Since Firefox does half of what I want, and KeePass does the other half, why couldn’t I join them and get a whole? What’s so terrible about the built-in password manager, that needs to be disabled when KeeFox is used?

As far as I can tell, nothing. That’s exactly what I didn’t do, and it has been working fine. To clarify, my current setup involves running KeeFox and preventing it from filling in passwords, while enabling the built-in password manager and password sync.

Here’s how to do that for Firefox:

The options I have set in Firefox and KeeFoxThe options I have set in Firefox and KeeFox.

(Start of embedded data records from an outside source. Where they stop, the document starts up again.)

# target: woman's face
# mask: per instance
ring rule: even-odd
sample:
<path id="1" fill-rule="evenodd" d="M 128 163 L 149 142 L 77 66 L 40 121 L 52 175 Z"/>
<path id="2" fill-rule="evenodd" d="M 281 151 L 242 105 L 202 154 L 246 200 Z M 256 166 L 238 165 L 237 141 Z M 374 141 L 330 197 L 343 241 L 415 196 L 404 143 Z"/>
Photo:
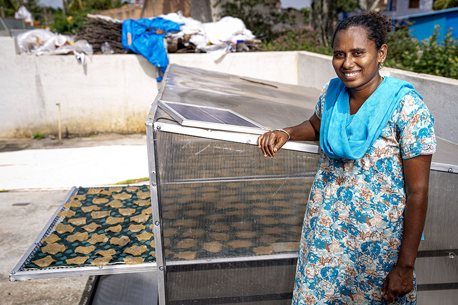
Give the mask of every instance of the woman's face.
<path id="1" fill-rule="evenodd" d="M 386 55 L 386 45 L 377 49 L 363 27 L 341 29 L 334 40 L 332 66 L 337 76 L 349 88 L 363 89 L 378 85 L 379 63 Z"/>

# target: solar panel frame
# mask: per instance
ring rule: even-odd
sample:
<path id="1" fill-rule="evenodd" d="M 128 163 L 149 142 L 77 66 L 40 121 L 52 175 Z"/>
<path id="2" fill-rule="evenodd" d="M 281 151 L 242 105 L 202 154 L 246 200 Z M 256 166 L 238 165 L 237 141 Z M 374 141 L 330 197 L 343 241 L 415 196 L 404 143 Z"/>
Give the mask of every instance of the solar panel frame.
<path id="1" fill-rule="evenodd" d="M 269 131 L 264 126 L 231 109 L 160 100 L 158 105 L 183 126 L 260 135 Z M 222 114 L 223 117 L 218 114 Z M 242 124 L 235 125 L 238 122 Z"/>

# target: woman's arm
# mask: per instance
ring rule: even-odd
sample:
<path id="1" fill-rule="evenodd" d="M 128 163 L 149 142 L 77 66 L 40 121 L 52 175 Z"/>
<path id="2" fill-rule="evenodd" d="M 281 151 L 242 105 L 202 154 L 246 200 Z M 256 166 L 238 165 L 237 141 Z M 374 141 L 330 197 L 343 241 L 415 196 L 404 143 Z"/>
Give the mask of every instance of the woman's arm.
<path id="1" fill-rule="evenodd" d="M 321 121 L 316 113 L 308 120 L 293 127 L 284 128 L 290 134 L 290 140 L 298 141 L 317 140 L 320 139 L 320 127 Z M 257 147 L 263 151 L 264 157 L 273 158 L 278 149 L 286 143 L 288 136 L 282 131 L 274 131 L 266 132 L 257 138 Z M 274 146 L 274 144 L 276 145 Z"/>
<path id="2" fill-rule="evenodd" d="M 388 302 L 413 289 L 413 271 L 428 206 L 428 184 L 432 155 L 404 160 L 407 202 L 404 228 L 397 262 L 388 273 L 382 293 Z"/>

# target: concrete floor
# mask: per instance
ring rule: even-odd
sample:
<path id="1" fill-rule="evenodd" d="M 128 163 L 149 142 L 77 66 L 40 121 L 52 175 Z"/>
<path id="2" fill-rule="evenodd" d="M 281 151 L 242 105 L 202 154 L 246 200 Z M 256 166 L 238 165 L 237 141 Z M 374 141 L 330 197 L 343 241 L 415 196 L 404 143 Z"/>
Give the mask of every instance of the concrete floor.
<path id="1" fill-rule="evenodd" d="M 0 190 L 8 190 L 0 192 L 0 303 L 84 303 L 88 277 L 10 282 L 8 274 L 72 187 L 148 176 L 146 144 L 142 135 L 0 139 Z"/>

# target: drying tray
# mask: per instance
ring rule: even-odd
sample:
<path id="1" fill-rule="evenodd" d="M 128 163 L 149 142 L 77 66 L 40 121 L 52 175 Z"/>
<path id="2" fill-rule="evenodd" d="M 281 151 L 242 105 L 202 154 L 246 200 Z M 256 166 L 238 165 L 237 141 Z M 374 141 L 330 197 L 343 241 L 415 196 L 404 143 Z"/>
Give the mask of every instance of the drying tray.
<path id="1" fill-rule="evenodd" d="M 79 203 L 81 205 L 78 206 Z M 98 208 L 98 210 L 96 211 L 109 211 L 110 215 L 100 218 L 93 218 L 92 216 L 95 216 L 92 214 L 94 211 L 88 211 L 88 211 L 84 211 L 81 209 L 82 207 L 90 206 L 95 206 L 96 209 Z M 133 209 L 122 210 L 124 215 L 122 215 L 120 214 L 120 208 Z M 66 211 L 73 211 L 75 212 L 74 215 L 72 215 L 73 212 L 70 211 L 70 215 L 63 216 L 62 212 L 64 212 L 63 214 L 65 214 L 65 212 Z M 129 213 L 131 214 L 127 215 Z M 135 218 L 135 216 L 137 217 Z M 109 224 L 106 222 L 108 217 L 115 218 L 111 220 L 118 220 L 119 221 L 122 220 L 117 218 L 124 218 L 124 221 Z M 95 223 L 100 227 L 97 226 L 95 230 L 92 231 L 90 230 L 88 231 L 83 228 L 84 224 L 75 225 L 77 223 L 72 220 L 84 218 L 86 218 L 85 224 Z M 155 270 L 155 249 L 151 219 L 150 190 L 148 185 L 90 188 L 74 187 L 62 201 L 34 243 L 11 271 L 9 274 L 10 280 L 25 281 Z M 74 228 L 73 231 L 60 233 L 57 232 L 55 229 L 59 224 L 72 226 Z M 131 230 L 129 230 L 131 225 L 137 226 L 136 230 L 133 230 L 136 232 L 132 232 Z M 105 231 L 110 227 L 118 225 L 121 226 L 120 232 Z M 81 241 L 77 240 L 69 241 L 67 240 L 68 236 L 78 232 L 84 234 L 85 232 L 87 233 L 88 239 Z M 94 247 L 95 250 L 88 254 L 75 253 L 78 247 L 91 246 L 91 243 L 88 240 L 96 233 L 104 234 L 107 241 L 93 244 L 92 246 Z M 55 254 L 43 252 L 42 248 L 48 244 L 46 241 L 43 241 L 43 239 L 51 234 L 58 235 L 60 238 L 53 243 L 64 245 L 65 249 L 63 252 Z M 137 237 L 140 234 L 142 235 Z M 122 246 L 111 243 L 112 238 L 119 238 L 123 236 L 129 238 L 129 242 L 126 245 Z M 136 246 L 137 248 L 141 247 L 144 252 L 136 255 L 125 253 L 126 249 L 131 248 L 133 246 Z M 111 256 L 112 259 L 108 264 L 104 266 L 94 266 L 91 263 L 94 259 L 102 257 L 100 254 L 96 254 L 98 251 L 108 249 L 112 249 L 116 251 L 116 253 Z M 48 266 L 40 267 L 33 263 L 34 261 L 48 255 L 56 261 Z M 78 256 L 89 257 L 81 265 L 69 264 L 66 260 Z M 142 260 L 143 262 L 136 264 L 126 264 L 124 259 L 129 257 L 136 257 L 138 258 L 136 259 L 140 261 Z"/>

This still allows KeeFox to capture new sites and their passwords the first time you sign up, so your password database will still be complete. However, the logging in process is a bit different: Firefox will ask you to save the password you just used in its database, and you should accept. If you need to log in and Firefox has never seen the password before, all you have to do is click the KeeFox icon and select the website, and the credentials will be filled in.

KeeFox will never autofill any credentials (because we told it not to), but Firefox will, and it will sync the credentials to all devices transparently, which is exactly what I (and presumably you) want. Then, the next time you try to log in to a website on your phone, Firefox will automatically fill in the username and password it saw the last time you logged in anywhere (including the computer). Also, whenever you try to sign up to a site, KeeFox will prompt you to save the password, and Firefox will as well, and you should say yes to both (one is for adding the password to the KeePass database and the other for the Firefox password manager).

This setup should work equally well for Chrome, but I’m not sure if there’s a Chrome extension for KeePass, and there it is. Completely open-source password management, with convenient site addition and auto-fill!